Daha böyle onlarca örnek verilebilir. Aslında özeti şudur; yeni dünya düzeni, tek kutuplu dünya diye çıktıkları yolun geldiği yer neredeyse bir dünya savaşının eşiği oldu. Sebebi bizce malum, zira o yeni düzen kurmayı hayal ettikleri dünya konusunda cahil ve beceriksizler. O ürkütücü güç algısının yarattığı korku ile hep olduğu gibi yine edilgen olacaklarını ve dediklerini kelimesi kelimesine yapacaklarını düşündükleri “teslimiyetci uzlaşmacı”ların yerini yeni bir nesilin almaya başladığını, bütün bu coğrafyada kendileri için büyük zararlar ve felaketler getireceğini bilseler bile kendi karalarını kendileri almaya “kararlı” bir yeni neslin geldiğini göremediler. Göremediler çünkü cahiller, çünkü tüm bu coğrafyayı “bıraktıkları yerde otlayan” sürüler zannettiler.

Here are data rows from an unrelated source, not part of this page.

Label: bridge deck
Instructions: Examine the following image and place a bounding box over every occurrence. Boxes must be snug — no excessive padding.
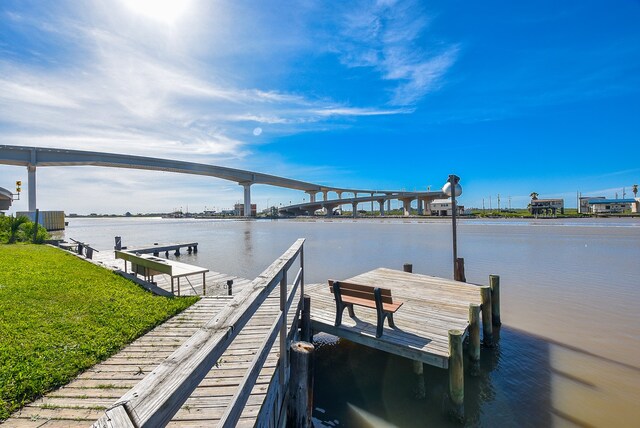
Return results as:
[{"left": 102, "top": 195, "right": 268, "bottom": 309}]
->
[
  {"left": 93, "top": 250, "right": 238, "bottom": 296},
  {"left": 305, "top": 268, "right": 481, "bottom": 368},
  {"left": 4, "top": 274, "right": 290, "bottom": 428}
]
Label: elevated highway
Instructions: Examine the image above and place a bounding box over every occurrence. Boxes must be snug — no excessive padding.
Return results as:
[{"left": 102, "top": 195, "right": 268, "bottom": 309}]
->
[{"left": 0, "top": 145, "right": 444, "bottom": 217}]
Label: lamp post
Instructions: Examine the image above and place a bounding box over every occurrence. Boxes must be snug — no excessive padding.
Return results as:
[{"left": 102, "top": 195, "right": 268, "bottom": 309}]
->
[{"left": 442, "top": 174, "right": 462, "bottom": 280}]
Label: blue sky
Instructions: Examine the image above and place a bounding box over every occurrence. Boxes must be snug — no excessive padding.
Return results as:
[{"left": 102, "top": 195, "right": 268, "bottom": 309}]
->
[{"left": 0, "top": 0, "right": 640, "bottom": 213}]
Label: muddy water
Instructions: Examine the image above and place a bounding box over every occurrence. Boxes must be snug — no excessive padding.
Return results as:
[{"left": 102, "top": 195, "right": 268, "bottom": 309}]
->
[{"left": 66, "top": 219, "right": 640, "bottom": 427}]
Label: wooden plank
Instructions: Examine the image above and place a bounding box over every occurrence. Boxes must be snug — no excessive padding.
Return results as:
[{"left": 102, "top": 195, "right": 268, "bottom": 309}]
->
[{"left": 93, "top": 239, "right": 304, "bottom": 426}]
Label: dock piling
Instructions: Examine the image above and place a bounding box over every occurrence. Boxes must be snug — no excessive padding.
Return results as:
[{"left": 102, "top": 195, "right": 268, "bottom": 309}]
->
[
  {"left": 489, "top": 275, "right": 502, "bottom": 326},
  {"left": 300, "top": 294, "right": 313, "bottom": 343},
  {"left": 469, "top": 303, "right": 480, "bottom": 376},
  {"left": 449, "top": 330, "right": 464, "bottom": 421},
  {"left": 287, "top": 342, "right": 315, "bottom": 428},
  {"left": 413, "top": 360, "right": 427, "bottom": 399},
  {"left": 480, "top": 286, "right": 493, "bottom": 348},
  {"left": 454, "top": 257, "right": 467, "bottom": 282}
]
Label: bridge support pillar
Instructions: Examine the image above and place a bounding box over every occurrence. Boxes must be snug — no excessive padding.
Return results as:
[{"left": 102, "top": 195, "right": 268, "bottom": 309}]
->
[
  {"left": 27, "top": 165, "right": 37, "bottom": 211},
  {"left": 307, "top": 192, "right": 316, "bottom": 202},
  {"left": 241, "top": 183, "right": 251, "bottom": 217}
]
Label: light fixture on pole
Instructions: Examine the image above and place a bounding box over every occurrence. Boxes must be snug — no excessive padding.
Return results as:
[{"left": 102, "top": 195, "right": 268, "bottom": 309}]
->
[{"left": 442, "top": 174, "right": 463, "bottom": 281}]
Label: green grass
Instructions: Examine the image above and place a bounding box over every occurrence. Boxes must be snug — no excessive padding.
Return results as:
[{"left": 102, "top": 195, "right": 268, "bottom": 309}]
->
[{"left": 0, "top": 244, "right": 198, "bottom": 421}]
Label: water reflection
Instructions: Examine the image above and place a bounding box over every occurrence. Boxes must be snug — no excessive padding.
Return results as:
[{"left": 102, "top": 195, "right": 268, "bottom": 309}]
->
[{"left": 314, "top": 327, "right": 640, "bottom": 427}]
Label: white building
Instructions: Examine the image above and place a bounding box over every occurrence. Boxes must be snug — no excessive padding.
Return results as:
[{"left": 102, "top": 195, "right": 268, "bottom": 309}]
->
[
  {"left": 589, "top": 199, "right": 638, "bottom": 214},
  {"left": 529, "top": 199, "right": 564, "bottom": 215},
  {"left": 578, "top": 196, "right": 607, "bottom": 214},
  {"left": 427, "top": 199, "right": 464, "bottom": 216}
]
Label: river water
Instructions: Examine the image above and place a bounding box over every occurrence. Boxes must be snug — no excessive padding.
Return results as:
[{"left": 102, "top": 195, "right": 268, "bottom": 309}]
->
[{"left": 64, "top": 218, "right": 640, "bottom": 427}]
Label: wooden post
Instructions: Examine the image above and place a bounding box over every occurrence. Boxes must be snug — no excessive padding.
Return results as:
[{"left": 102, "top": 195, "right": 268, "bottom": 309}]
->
[
  {"left": 480, "top": 286, "right": 493, "bottom": 347},
  {"left": 300, "top": 294, "right": 312, "bottom": 342},
  {"left": 287, "top": 342, "right": 315, "bottom": 428},
  {"left": 413, "top": 360, "right": 427, "bottom": 399},
  {"left": 489, "top": 275, "right": 502, "bottom": 326},
  {"left": 32, "top": 208, "right": 40, "bottom": 244},
  {"left": 469, "top": 303, "right": 480, "bottom": 362},
  {"left": 449, "top": 330, "right": 464, "bottom": 421},
  {"left": 453, "top": 257, "right": 467, "bottom": 282}
]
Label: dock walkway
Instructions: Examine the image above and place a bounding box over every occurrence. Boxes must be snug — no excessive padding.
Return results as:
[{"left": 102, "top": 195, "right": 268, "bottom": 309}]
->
[
  {"left": 3, "top": 279, "right": 288, "bottom": 428},
  {"left": 306, "top": 268, "right": 481, "bottom": 368},
  {"left": 92, "top": 250, "right": 239, "bottom": 296},
  {"left": 4, "top": 239, "right": 304, "bottom": 428}
]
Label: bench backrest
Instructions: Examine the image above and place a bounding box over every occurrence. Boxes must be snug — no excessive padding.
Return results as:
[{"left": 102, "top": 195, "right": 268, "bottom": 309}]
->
[{"left": 329, "top": 279, "right": 393, "bottom": 303}]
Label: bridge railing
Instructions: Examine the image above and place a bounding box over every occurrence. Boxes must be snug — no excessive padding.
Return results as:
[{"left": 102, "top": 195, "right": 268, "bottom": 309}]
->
[{"left": 93, "top": 239, "right": 304, "bottom": 428}]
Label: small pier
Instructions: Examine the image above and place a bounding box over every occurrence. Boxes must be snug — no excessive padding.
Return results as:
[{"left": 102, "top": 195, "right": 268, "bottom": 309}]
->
[
  {"left": 116, "top": 241, "right": 198, "bottom": 257},
  {"left": 307, "top": 268, "right": 482, "bottom": 368},
  {"left": 306, "top": 268, "right": 500, "bottom": 420}
]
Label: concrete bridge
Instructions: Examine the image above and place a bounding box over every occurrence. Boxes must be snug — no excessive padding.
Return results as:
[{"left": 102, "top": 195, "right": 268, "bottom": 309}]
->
[
  {"left": 278, "top": 191, "right": 448, "bottom": 217},
  {"left": 0, "top": 145, "right": 445, "bottom": 217}
]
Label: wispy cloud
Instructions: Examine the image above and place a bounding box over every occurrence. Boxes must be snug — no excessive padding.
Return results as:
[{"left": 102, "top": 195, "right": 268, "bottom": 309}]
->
[
  {"left": 336, "top": 0, "right": 459, "bottom": 106},
  {"left": 0, "top": 0, "right": 416, "bottom": 166}
]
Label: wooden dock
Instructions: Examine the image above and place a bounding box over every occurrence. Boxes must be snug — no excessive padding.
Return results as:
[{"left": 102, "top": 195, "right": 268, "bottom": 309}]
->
[
  {"left": 306, "top": 268, "right": 481, "bottom": 368},
  {"left": 3, "top": 290, "right": 288, "bottom": 428},
  {"left": 92, "top": 251, "right": 241, "bottom": 296}
]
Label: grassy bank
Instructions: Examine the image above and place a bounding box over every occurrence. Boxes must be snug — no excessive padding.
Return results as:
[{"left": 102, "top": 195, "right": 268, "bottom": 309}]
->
[{"left": 0, "top": 245, "right": 197, "bottom": 420}]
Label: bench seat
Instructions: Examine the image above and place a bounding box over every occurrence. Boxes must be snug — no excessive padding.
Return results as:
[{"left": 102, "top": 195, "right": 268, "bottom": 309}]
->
[{"left": 329, "top": 280, "right": 402, "bottom": 337}]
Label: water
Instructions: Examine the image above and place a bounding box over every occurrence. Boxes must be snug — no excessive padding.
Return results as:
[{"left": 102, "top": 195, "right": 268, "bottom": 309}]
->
[{"left": 60, "top": 218, "right": 640, "bottom": 427}]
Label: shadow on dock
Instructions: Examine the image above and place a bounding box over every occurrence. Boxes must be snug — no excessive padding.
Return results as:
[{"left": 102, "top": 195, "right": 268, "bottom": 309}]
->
[{"left": 314, "top": 326, "right": 640, "bottom": 427}]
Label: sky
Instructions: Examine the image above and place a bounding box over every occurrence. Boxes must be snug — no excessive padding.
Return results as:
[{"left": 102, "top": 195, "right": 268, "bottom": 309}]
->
[{"left": 0, "top": 0, "right": 640, "bottom": 214}]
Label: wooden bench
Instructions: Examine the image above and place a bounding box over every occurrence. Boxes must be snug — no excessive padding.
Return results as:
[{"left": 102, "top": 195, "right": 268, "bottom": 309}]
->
[{"left": 329, "top": 280, "right": 402, "bottom": 337}]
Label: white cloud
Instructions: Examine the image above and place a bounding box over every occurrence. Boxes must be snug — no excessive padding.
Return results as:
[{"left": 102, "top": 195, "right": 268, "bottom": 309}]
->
[{"left": 336, "top": 1, "right": 459, "bottom": 105}]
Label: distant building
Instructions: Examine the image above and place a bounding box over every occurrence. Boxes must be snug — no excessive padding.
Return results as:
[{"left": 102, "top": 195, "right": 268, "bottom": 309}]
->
[
  {"left": 426, "top": 199, "right": 464, "bottom": 217},
  {"left": 529, "top": 199, "right": 564, "bottom": 215},
  {"left": 233, "top": 204, "right": 258, "bottom": 217},
  {"left": 578, "top": 196, "right": 606, "bottom": 214},
  {"left": 589, "top": 198, "right": 638, "bottom": 214}
]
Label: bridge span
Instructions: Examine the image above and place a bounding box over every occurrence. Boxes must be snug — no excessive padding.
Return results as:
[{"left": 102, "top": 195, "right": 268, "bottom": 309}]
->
[
  {"left": 0, "top": 145, "right": 445, "bottom": 217},
  {"left": 278, "top": 191, "right": 448, "bottom": 217}
]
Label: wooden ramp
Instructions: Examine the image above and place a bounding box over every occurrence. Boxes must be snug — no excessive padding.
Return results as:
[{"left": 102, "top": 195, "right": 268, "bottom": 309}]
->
[
  {"left": 306, "top": 268, "right": 481, "bottom": 368},
  {"left": 3, "top": 280, "right": 288, "bottom": 428}
]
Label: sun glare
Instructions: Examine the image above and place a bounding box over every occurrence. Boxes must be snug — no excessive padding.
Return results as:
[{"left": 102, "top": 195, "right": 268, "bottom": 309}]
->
[{"left": 123, "top": 0, "right": 191, "bottom": 24}]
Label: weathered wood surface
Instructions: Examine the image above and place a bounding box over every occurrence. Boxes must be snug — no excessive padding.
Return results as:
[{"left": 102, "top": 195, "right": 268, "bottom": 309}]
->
[
  {"left": 305, "top": 268, "right": 481, "bottom": 368},
  {"left": 89, "top": 251, "right": 240, "bottom": 296},
  {"left": 3, "top": 279, "right": 298, "bottom": 428}
]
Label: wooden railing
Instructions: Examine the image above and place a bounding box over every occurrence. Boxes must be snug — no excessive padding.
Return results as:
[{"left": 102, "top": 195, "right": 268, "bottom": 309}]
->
[{"left": 93, "top": 239, "right": 304, "bottom": 428}]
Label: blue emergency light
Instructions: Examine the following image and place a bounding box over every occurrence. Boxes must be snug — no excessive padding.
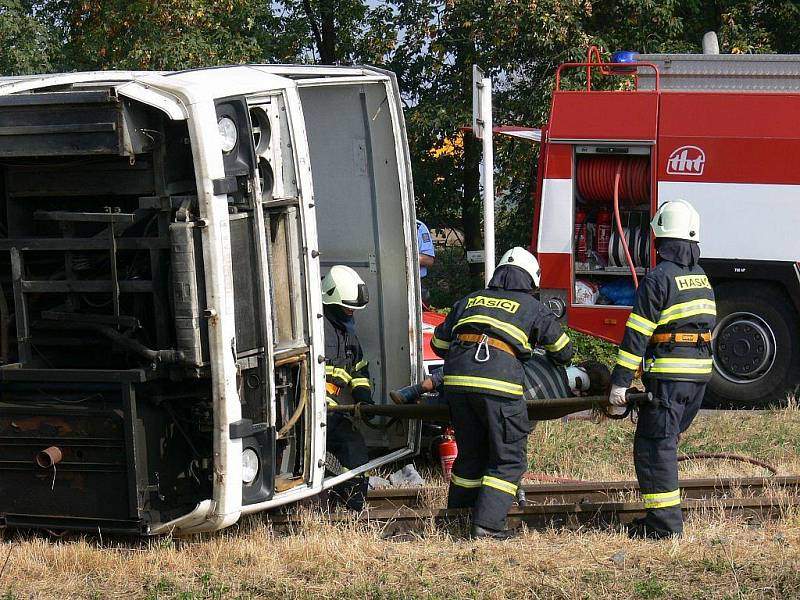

Bugün artık yeni dünya düzeni bir proje olarak çökmüştür. Ancak bununla birlikte ABD hiç olmadığı kadar dış dünyanın içine girmiş durumdadır. Girdiği bütün –kendi küstah ifadeleriyle- “bataklık”lardan çıkmanın yollarını aradıkça yeni sorunlara gömülüyorlar. Anlamadıkları buraları bataklık ise onların sadece bataklığa üşüşen sivrisinekler olabileceği. İstedikleri kadar kendilerini bataklığı kurutmaya gelmişken içine saplanmış masumlar olarak göstermeye çalışsınlar buna artık kimsenin inanmadığı da ortada. ABD şu anda züccaciye dükkanına girmiş bir fil gibi etrafını yıkıp dökmekte. Şu anda dünya için en büyük tehlike tüm bu cahilliği, beceriksizliği ve küstahlığı ile Amerikanın hala dünyaya bir nizam verme iddiasını sürdürüyor olması. Dünyanın selameti ABD’nin bir an evvel biraz da olsa kendi içine dönmesine bağlı. Zaten bu seçimde asıl mücadele içeri dönmeciler ile dünyayı tasnif etmeciler arasında geçiyor. Dışişleri, CIA, Pentagon, FBI vb. kurumlar büyük bir çatışmanın içerisinde yönetimde etkin olmaya çalışıyorlar. Bu başka bir yazının konusu olacak kadar geniş ve ilginç bir olgu.
Sonuç olarak bu satırların yazarı ABD’yi içine döndürecek adayın başkan olması için dua etmekte ve sizlerin de dualarını beklemektedir. Bakalım sabah ne gösterecek.